The CARESS trial: Dual antiplatelet therapy superior to monotherapy in symptomatic carotid stenosis [Classics Series]

Classics Series, Landmark Trials in Medicine

1. Dual antiplatelet therapy with clopidogrel and aspirin was associated with a significant reduction in microembolic events in patients with symptomatic carotid stenosis compared to aspirin alone

2. There was no significant difference between the two groups in the risk of bleeding

Original Date of Publication: May 3, 2005 

Study Rundown: The CARESS trial assessed how combination antiplatelet therapy with clopidogrel and aspirin compared to aspirin alone when used to prevent embolic events in patients with symptomatic carotid stenosis. The study used microembolic signals (MES) detected by transcranial Doppler (TCD) ultrasound as a surrogate marker for antiplatelet efficacy and risk of TIA or stroke.

In summary, dual antiplatelet therapy was associated with a 39.8% relative risk reduction in the proportion of patients who were positive for MES after one week of treatment (95%CI 13.8-58.0; P=0.0046). Further, the frequency of MES was significantly reduced in the dual therapy group compared to the monotherapy group and there was no increased risk of bleeding associated with combination therapy. Although the trial did not assess a clinical end point, it demonstrated that MES detected by TCD is a feasible outcome measure that does not require the large sample size necessary to assess the end point of stroke.

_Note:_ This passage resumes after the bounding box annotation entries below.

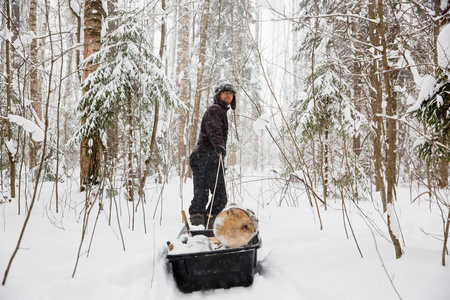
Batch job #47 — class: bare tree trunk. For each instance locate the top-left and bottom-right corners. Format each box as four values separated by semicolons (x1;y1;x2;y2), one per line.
139;0;167;192
69;0;82;83
104;0;120;172
2;0;54;286
5;0;16;198
378;0;403;258
368;0;387;212
176;0;190;178
126;91;134;203
29;0;42;169
433;0;448;188
80;0;105;190
189;0;210;152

Click to read the study in Circulation

In-Depth [randomized controlled trial]: This randomized, double-blind, multicentre study involved 11 centres located in France, Germany, Switzerland, and the United Kingdom. Eligible patients were >18 years old, had ≥50% stenosis, and had TIA or stoke in the past 3 months. These patients were evaluated for MES using TCD ultrasound. Exclusion criteria include having clinical/imaging evidence of hemorrhagic transformation, carotid endarterectomy scheduled within the next 2 weeks, acoustic window that did not allow TCD recording, atrial fibrillation or other major cardiac source of embolism, thrombolysis within the last 2 weeks, and anticoagulation within the past 3 days, amongst other factors.

Patients in whom MES were detected were randomized to receive clopidogrel plus aspirin or aspirin monotherapy. Those in the dual therapy group received a loading dose of 300 mg of clopidogrel on day 1, followed by 75 mg once daily up to day 7. Both groups received 75 mg of aspirin once daily for the duration of the study. The primary end point was the proportion of patients who were MES positive on day 7. Secondary end points included the proportion of patients who were MES positive on day 2 and the rate of embolization (in number of MES per hour) on days 2 and 7.

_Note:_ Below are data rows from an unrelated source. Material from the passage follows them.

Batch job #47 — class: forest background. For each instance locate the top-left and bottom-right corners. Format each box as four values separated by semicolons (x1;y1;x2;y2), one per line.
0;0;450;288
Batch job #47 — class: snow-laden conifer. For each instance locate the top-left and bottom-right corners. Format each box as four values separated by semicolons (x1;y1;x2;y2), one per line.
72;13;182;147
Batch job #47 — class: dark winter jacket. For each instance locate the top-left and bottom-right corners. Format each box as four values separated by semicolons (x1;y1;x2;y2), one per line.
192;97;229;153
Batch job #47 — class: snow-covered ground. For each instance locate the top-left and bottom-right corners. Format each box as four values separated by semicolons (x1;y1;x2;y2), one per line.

After screening for MES with TCD, 107 patients were randomized to receive either dual therapy or monotherapy. On intention-to-treat analysis, dual therapy was associated with a significant reduction in the proportion of patients who were MES positive on day 7 (RRR 39.8%; 95% CI 13.8-58.0; P=0.0046). MES frequency per hour was reduced in the dual therapy group compared to the monotherapy group at both day 7 (embolization rate reduction 61.4%; 95% CI 31.6-78.2; P=0.001) and day 2 (embolization rate reduction 61.6%; 95% CI 34.9-77.4; P<0.001). There was no significant difference in bleeding between the two treatment groups.